La poésie des femmes


Angezogen, halbnackt, nackt – sich räkelnd, verführerisch, neckisch, lasziv, sexy, vulgär, obszön, sinnlich, betörend, heilig – die Begriffe liessen sich beliebig erweitern. Wie bei Heinrich Heines «Das Fräulein stand am Meere» ist auch der Frauenakt nichts weiter als ein «altes Stück», doch wie der Sonnenuntergang vermag er seit Jahrtausenden nicht nur die Männer zu faszinieren. Es ist die Abwechslung, die Variation, die Reize schafft. Auch wenn die Attribute gleich bleiben, der Anblick ist jedes Mal anders und verfehlt seine Wirkung nicht. Ein Glück für die Menschheit – ihr wäre sonst das gleiche Schicksal bestimmt wie den Dinosauriern. Doch die Nackten und Schönen, sie sind realer denn je. Verbargen sich ihre Bilder früher in geheimen Fotoalben oder in den Portefeuilles unserer Grossväter, tauchten sie später dann vereinzelt auf Postkarten auf und heute sind sie aus der Werbung nicht mehr wegzudenken. 
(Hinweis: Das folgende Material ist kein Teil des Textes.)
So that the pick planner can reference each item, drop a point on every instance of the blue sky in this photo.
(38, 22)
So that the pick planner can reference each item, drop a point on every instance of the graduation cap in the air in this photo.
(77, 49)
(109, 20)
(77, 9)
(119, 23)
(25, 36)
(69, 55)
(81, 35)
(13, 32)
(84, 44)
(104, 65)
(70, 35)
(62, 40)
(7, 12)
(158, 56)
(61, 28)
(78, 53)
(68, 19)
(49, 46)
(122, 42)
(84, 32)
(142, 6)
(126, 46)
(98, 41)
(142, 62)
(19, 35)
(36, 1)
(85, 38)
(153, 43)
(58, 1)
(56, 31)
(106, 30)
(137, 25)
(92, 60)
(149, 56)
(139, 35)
Nicht nur für Mode und Parfüms, auch für Bier, Wodka, Butter und Burger dient die nackte Haut als Eyecatcher. Auch hier ist es die Variation und die Innovation, die verführt. Auf Variationen basieren auch die Rahmen, mit denen Silvia Boss die Nackten umgibt, doch dahinter steckt eine andere Konsumhaltung. Hier sind die Nackten und Schönen nicht Mittel zum Zweck, um auf irgend welche Produkte aufmerksam zu machen, hier stehen sie selbst im Zentrum, werden selbst zu Ikonen. Passend zu den Bildern und ihrer Machart, wurden sie mit Zierleisten, Federn, Elefantenhaut, Schildpatt, Stoffen, Arabesken, Sternen, Blumen oder alten und kostbaren Hölzern umgeben. Sie erhielten so alle eine Art Kleidung, einen Zierrat, der wie eine Aura wirkt. Kein Wunder, dass die Kleinodien bald ausverkauft waren. 

Nun gibt’s von allen Kunstwerken eine Kartenserie. Ein Blick durch das Schlüsselloch lohnt sich.